Thrust::minmax_element slower than host implementation with OpenCV

I have an algorithm that requires me to compute the minimum and maximum multiple times over an image. The image is stored in a one-channel cv::cuda::GpuMat. The image is divided into a grid which in a particular case provides 64 blocks (8x8 grid). My host implementation would perform this in about 25ms to produce mins and maxs for each block. The code below is the host implementation. The function findMinMax would be called once for each block and the results stored in another array.

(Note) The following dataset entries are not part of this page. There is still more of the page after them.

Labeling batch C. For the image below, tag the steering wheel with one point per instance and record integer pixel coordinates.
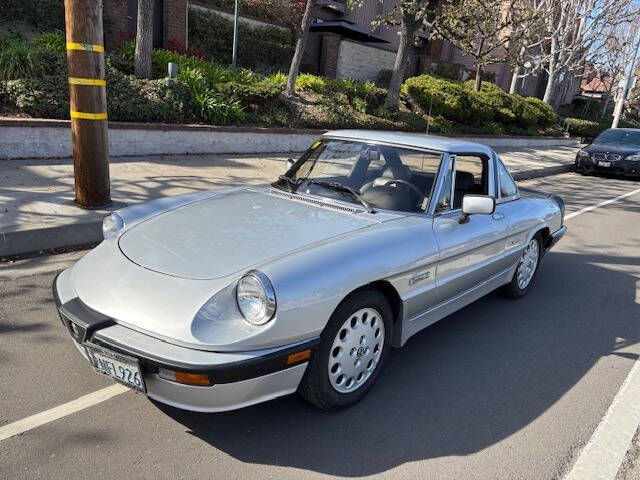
(404, 182)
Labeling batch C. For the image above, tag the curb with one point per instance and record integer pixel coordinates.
(78, 236)
(543, 172)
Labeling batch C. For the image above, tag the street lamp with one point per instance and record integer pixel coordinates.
(234, 56)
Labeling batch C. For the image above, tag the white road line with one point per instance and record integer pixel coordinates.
(601, 204)
(602, 456)
(60, 411)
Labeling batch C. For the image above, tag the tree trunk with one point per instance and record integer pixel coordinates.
(88, 102)
(144, 39)
(551, 80)
(301, 45)
(513, 88)
(403, 58)
(478, 78)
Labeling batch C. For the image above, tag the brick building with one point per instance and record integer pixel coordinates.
(342, 42)
(170, 22)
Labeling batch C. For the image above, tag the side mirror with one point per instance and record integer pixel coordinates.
(477, 204)
(288, 164)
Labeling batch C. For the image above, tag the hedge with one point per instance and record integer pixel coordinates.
(262, 49)
(583, 128)
(459, 102)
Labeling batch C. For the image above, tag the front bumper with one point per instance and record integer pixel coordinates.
(555, 237)
(622, 167)
(238, 379)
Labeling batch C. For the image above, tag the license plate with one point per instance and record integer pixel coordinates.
(121, 368)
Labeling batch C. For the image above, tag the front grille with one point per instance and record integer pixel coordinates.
(610, 157)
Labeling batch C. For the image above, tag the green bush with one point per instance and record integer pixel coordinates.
(262, 49)
(583, 128)
(308, 82)
(447, 98)
(19, 59)
(43, 15)
(51, 42)
(545, 116)
(383, 78)
(210, 105)
(446, 70)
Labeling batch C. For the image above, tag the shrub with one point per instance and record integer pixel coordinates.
(131, 99)
(209, 104)
(38, 97)
(307, 82)
(19, 59)
(383, 78)
(51, 42)
(446, 70)
(545, 116)
(262, 49)
(43, 15)
(256, 93)
(583, 128)
(446, 98)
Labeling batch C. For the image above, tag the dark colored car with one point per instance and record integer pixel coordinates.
(615, 151)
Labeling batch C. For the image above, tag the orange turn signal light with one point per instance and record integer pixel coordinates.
(186, 378)
(298, 356)
(192, 378)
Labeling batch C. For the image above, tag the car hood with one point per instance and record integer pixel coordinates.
(233, 232)
(613, 148)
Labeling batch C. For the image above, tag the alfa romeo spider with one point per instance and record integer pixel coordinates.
(220, 299)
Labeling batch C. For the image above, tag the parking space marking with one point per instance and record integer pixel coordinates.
(26, 424)
(604, 453)
(601, 204)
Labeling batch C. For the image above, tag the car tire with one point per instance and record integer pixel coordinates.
(516, 288)
(363, 314)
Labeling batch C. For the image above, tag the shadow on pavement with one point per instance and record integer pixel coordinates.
(458, 387)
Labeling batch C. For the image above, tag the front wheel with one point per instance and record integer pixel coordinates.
(527, 269)
(353, 349)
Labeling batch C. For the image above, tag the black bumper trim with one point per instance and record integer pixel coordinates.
(219, 374)
(86, 322)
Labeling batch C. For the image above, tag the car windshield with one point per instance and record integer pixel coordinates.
(374, 176)
(619, 136)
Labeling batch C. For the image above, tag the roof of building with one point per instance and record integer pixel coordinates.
(347, 29)
(416, 140)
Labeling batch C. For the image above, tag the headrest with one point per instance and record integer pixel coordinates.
(464, 181)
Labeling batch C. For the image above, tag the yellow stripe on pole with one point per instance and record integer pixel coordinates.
(85, 46)
(89, 116)
(94, 82)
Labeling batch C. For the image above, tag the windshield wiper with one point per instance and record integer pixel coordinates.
(290, 182)
(343, 188)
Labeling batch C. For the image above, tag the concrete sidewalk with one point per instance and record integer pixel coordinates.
(36, 196)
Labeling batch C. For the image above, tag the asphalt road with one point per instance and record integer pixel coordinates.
(502, 389)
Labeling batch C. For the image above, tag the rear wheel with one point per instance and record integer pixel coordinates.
(353, 349)
(527, 269)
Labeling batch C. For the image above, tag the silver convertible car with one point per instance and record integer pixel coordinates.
(220, 299)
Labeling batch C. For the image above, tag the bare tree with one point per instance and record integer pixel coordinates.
(526, 46)
(482, 28)
(144, 39)
(576, 29)
(301, 45)
(611, 58)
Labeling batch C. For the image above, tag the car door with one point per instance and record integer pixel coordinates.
(472, 252)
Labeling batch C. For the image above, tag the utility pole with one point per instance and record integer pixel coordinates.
(87, 92)
(627, 84)
(234, 55)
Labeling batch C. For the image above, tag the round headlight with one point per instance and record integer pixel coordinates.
(256, 298)
(112, 225)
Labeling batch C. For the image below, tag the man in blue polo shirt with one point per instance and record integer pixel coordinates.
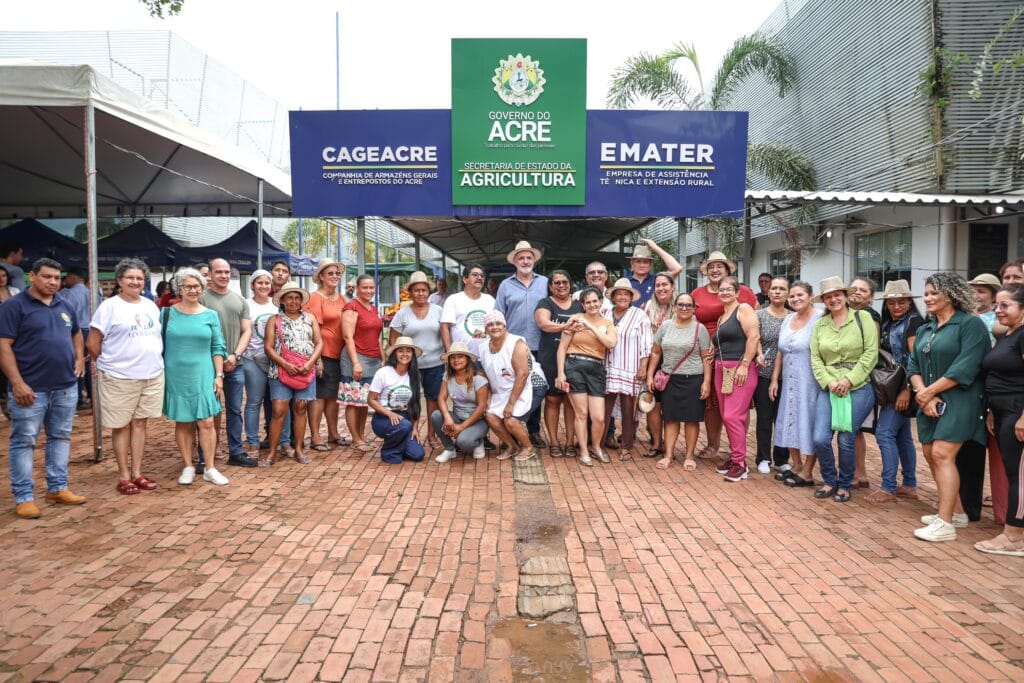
(641, 279)
(43, 354)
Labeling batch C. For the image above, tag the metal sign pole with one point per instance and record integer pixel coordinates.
(90, 220)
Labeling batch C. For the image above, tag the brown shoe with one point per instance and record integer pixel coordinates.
(66, 497)
(27, 510)
(880, 496)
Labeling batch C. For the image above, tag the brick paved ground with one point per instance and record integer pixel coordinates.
(350, 569)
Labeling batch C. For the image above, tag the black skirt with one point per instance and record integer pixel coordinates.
(681, 399)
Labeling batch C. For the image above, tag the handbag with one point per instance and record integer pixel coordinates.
(297, 382)
(662, 378)
(888, 377)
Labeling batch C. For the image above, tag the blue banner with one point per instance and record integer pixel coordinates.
(397, 163)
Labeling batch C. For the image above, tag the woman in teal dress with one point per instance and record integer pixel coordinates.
(194, 356)
(945, 373)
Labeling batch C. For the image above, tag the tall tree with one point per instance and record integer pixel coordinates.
(656, 78)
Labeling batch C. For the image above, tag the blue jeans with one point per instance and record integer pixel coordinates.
(398, 443)
(257, 393)
(896, 443)
(235, 385)
(863, 401)
(55, 411)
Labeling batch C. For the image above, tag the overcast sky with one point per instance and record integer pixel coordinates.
(396, 53)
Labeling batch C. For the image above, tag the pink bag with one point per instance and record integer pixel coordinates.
(297, 382)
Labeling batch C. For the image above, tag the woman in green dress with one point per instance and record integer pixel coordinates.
(945, 373)
(194, 356)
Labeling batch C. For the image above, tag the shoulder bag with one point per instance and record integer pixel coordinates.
(660, 377)
(297, 382)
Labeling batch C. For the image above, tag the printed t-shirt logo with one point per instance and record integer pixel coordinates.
(260, 326)
(473, 324)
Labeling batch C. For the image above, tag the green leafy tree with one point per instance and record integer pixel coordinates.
(163, 8)
(314, 237)
(656, 78)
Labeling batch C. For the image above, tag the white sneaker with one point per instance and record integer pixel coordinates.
(215, 477)
(937, 531)
(960, 519)
(187, 476)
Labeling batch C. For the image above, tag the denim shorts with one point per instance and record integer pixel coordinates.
(430, 379)
(281, 392)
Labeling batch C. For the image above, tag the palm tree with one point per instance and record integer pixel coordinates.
(654, 78)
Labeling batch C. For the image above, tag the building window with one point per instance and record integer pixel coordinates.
(780, 265)
(884, 256)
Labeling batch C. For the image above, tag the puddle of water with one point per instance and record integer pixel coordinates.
(543, 652)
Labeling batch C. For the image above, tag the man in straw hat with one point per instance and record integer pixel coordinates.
(517, 299)
(641, 279)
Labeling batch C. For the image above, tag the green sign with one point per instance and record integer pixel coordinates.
(518, 121)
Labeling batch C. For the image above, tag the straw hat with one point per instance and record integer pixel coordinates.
(404, 342)
(459, 348)
(642, 251)
(718, 257)
(418, 278)
(291, 287)
(987, 280)
(829, 285)
(623, 284)
(522, 245)
(323, 264)
(898, 289)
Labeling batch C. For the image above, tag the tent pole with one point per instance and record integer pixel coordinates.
(90, 219)
(259, 224)
(360, 245)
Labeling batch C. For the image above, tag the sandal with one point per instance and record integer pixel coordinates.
(145, 483)
(126, 487)
(1001, 545)
(523, 457)
(797, 481)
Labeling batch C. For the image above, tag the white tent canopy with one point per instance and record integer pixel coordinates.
(145, 156)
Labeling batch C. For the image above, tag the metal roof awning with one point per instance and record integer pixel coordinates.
(564, 242)
(148, 161)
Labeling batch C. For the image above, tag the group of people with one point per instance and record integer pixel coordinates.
(481, 364)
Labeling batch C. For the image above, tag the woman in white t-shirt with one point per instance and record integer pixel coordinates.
(255, 367)
(463, 427)
(125, 342)
(394, 397)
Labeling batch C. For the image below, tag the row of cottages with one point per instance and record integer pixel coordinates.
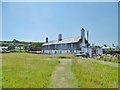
(73, 45)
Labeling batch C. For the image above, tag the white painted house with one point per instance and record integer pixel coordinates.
(67, 45)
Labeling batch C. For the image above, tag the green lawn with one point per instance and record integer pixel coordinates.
(94, 75)
(22, 70)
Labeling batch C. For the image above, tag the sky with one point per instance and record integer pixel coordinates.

typedef struct min_max_t {
    uchar min;
    uchar max;
} min_max_t;

min_max_t findMinMax(cv::Mat block)
{
    min_max_t min_max;
    min_max.min = 255;
    min_max.max = 0;

    for(int i = 0; i < block.rows; ++i) {
        uchar *value_ptr = block.ptr<uchar>(i);

        for(int j = 0; j < block.cols; ++j) {
            if(value_ptr[j] < THRESH_DARK_PIXELS)
                continue;

            if(value_ptr[j] < min_max.min)
                min_max.min = value_ptr[j];
            if(value_ptr[j] > min_max.max)
                min_max.max = value_ptr[j];
        }

        if(min_max.min >= min_max.max)
            min_max.min = min_max.max;

        return min_max;
}

It’s straightforward. I was hoping to use the thrust api but the GpuMat implementation doesn’t translate too easily. I used this post in order to provide an iterator over the block. I made a typedef gpu_mat_itr which refers to those iterators. The code is as follows:

struct isNotDark
{
    __device__
    bool operator()(const uchar p)
    {
        return (p >= THRESH_DARK_PIXELS);
    }
};

min_max_t findMinMax(cv::cuda::GpuMat block)
{
    cv::cuda::GpuMat block_thresh;
    gpu_mat_itr_t<uchar> block_itr_begin, block_itr_end, block_thresh_itr_begin, block_thresh_itr_end;
    thrust::pair< gpu_mat_itr_t<uchar>, gpu_mat_itr<uchar> > thrust_min_max_result;
    min_max_t min_max;

    min_max.min = 255;
    min_max.max = 0;

    block_itr_begin = GpuMatBeginItr<uchar>(block);
    block_itr_end = GpuMatEndItr<uchar>(block);

    block_thresh = cv::cuda::GpuMat(block.size(). block.type());
    block_thresh_itr_begin = GpuMatBeginItr<uchar>(block_thresh);

    block_thresh_itr_end = thrust::copy_if(block_itr_begin, block_itr_end, block_thresh_itr_begin, isNotDark());
    thrust_min_max_result = thrust::minmax_element(block_thresh_itr_begin, block_thresh_itr_end);

    min_max.min = *(thrust_min_max_result.first);
    min_max.max = *(thrust_min_max_result.second);

    if(min_max.min >= min_max.max)
        min_max.min = min_max.max;

    return min_max;
}

This code takes 130-150ms to produce min_max for all 64 blocks. I figured it might be the fact that I’m copying the data to another array so I removed it to see if performance might improve. I know this wouldn’t produce results I want but the performance only improved slightly to around 100ms. Is this because I’m using that iterator? Is the performance bad because it’s not explicitly stored in a thrust::device_vector? Is there any way to do this so that I can at least get something similar to the performance of my host implementation at about 25ms?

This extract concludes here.